Exposé au British Museum en 2009 (chose rare), Yokinobu Hoshino se démarque aussi et surtout par son trait. Car si les visages des protagonistes peuvent être qualifiés de classiques, ils n’en reste pas moins d’une efficacité toute japonaise, qui fait complétement écho à la naissance du cyber-punk (on retrouvera d’ailleurs son influence dans Gunnm et Akira). La pièce maîtresse sont sans conteste les décors, les planètes, et les vaisseaux. Faisant preuve d’un réalisme passionné,  chaque détail de l’univers crée est crédible et nous permet une immersion totale. Étant peintre de formation, on sent fortement ses influences transpirer ici.
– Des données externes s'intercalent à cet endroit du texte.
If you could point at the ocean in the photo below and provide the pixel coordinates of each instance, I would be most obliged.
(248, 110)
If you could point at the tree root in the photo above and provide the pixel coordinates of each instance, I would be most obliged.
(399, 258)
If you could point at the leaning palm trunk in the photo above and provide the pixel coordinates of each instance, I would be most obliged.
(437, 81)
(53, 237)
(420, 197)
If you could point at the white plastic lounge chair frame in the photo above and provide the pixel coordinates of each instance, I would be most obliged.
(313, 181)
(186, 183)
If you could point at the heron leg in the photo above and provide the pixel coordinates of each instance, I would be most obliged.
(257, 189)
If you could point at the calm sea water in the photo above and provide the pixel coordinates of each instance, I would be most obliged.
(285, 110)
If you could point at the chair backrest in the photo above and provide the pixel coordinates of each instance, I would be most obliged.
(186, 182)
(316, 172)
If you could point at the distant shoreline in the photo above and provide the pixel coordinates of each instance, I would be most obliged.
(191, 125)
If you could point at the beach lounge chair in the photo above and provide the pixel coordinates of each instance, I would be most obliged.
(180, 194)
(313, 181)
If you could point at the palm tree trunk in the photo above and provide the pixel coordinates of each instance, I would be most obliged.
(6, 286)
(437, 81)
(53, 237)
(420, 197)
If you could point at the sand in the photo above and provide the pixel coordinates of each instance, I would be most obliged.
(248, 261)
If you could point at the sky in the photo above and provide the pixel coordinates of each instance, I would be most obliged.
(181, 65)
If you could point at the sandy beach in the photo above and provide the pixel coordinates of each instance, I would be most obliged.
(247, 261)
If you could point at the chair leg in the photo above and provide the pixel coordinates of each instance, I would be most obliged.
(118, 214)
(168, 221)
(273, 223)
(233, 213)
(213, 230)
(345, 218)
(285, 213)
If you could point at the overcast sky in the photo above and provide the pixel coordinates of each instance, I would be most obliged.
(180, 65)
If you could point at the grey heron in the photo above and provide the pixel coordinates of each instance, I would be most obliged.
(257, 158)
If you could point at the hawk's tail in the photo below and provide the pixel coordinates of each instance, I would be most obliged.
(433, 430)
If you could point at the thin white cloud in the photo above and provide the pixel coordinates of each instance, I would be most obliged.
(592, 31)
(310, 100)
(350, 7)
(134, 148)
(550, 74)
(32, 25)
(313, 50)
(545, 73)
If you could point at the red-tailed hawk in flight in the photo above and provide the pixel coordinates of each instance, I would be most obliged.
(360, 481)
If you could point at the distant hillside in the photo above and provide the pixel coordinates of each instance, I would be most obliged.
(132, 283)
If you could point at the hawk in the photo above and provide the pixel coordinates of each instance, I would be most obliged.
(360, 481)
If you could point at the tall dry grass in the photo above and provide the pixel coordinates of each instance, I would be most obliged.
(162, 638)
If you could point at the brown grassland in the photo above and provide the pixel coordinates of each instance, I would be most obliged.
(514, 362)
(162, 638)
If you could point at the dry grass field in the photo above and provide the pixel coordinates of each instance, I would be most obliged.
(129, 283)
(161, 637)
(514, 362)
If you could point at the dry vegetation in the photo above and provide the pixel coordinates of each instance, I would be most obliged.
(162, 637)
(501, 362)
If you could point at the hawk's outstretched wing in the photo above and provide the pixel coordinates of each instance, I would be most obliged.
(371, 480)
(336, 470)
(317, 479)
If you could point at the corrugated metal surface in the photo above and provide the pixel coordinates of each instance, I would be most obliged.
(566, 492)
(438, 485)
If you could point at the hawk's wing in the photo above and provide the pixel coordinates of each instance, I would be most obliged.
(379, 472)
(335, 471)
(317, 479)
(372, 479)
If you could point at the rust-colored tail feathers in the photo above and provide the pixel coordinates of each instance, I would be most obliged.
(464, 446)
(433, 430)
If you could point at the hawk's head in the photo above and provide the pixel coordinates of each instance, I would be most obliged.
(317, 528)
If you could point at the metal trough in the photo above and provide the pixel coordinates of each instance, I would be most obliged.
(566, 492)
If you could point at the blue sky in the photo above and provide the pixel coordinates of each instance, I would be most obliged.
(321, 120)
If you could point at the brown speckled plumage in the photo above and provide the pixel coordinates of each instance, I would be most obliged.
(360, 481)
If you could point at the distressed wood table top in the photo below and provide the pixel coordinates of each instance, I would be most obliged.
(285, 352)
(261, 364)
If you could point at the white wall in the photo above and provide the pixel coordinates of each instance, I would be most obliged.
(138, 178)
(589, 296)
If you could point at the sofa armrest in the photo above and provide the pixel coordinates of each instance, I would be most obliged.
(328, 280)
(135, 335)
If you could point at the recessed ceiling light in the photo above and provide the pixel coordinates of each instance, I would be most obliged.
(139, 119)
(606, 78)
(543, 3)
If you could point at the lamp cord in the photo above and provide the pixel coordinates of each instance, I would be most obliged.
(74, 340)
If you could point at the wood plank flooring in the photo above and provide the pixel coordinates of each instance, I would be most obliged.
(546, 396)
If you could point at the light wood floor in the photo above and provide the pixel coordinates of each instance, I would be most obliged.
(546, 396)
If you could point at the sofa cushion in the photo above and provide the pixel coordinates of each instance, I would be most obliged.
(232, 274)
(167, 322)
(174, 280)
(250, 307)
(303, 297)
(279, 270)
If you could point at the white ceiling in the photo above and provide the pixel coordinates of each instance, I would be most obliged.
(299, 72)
Chaque scène prend une ampleur inédite et laisse l’espace devenir un personnage à part entière, comme l’avait fait 2001 : l’odyssée de l’espace en 1968.

2001 Nights Stories est donc un chef-d’œuvre encore peu connu chez nous, mais qui mérite plus que notre attention tellement son humanité et sa beauté sont fascinantes. Et puis bon, il n’y en aura que 2001 !

2 Responses to “Hoshino, l’espace, l’humanité… et Noël !”


chauvet
17 décembre 2012 Répondre

Ce n’est pas tout a fait vrai, le trou bleu en deux tomes (chez casterman) avait déjà permis il y a une douzaine d’années de découvrir l’auteur dans une édition francophonne.

Florian_Lausanne
18 décembre 2012 Répondre

Merci pour cette information qui m’était passée à côté.
Dommage que ce « Trou Bleu » soit épuisé!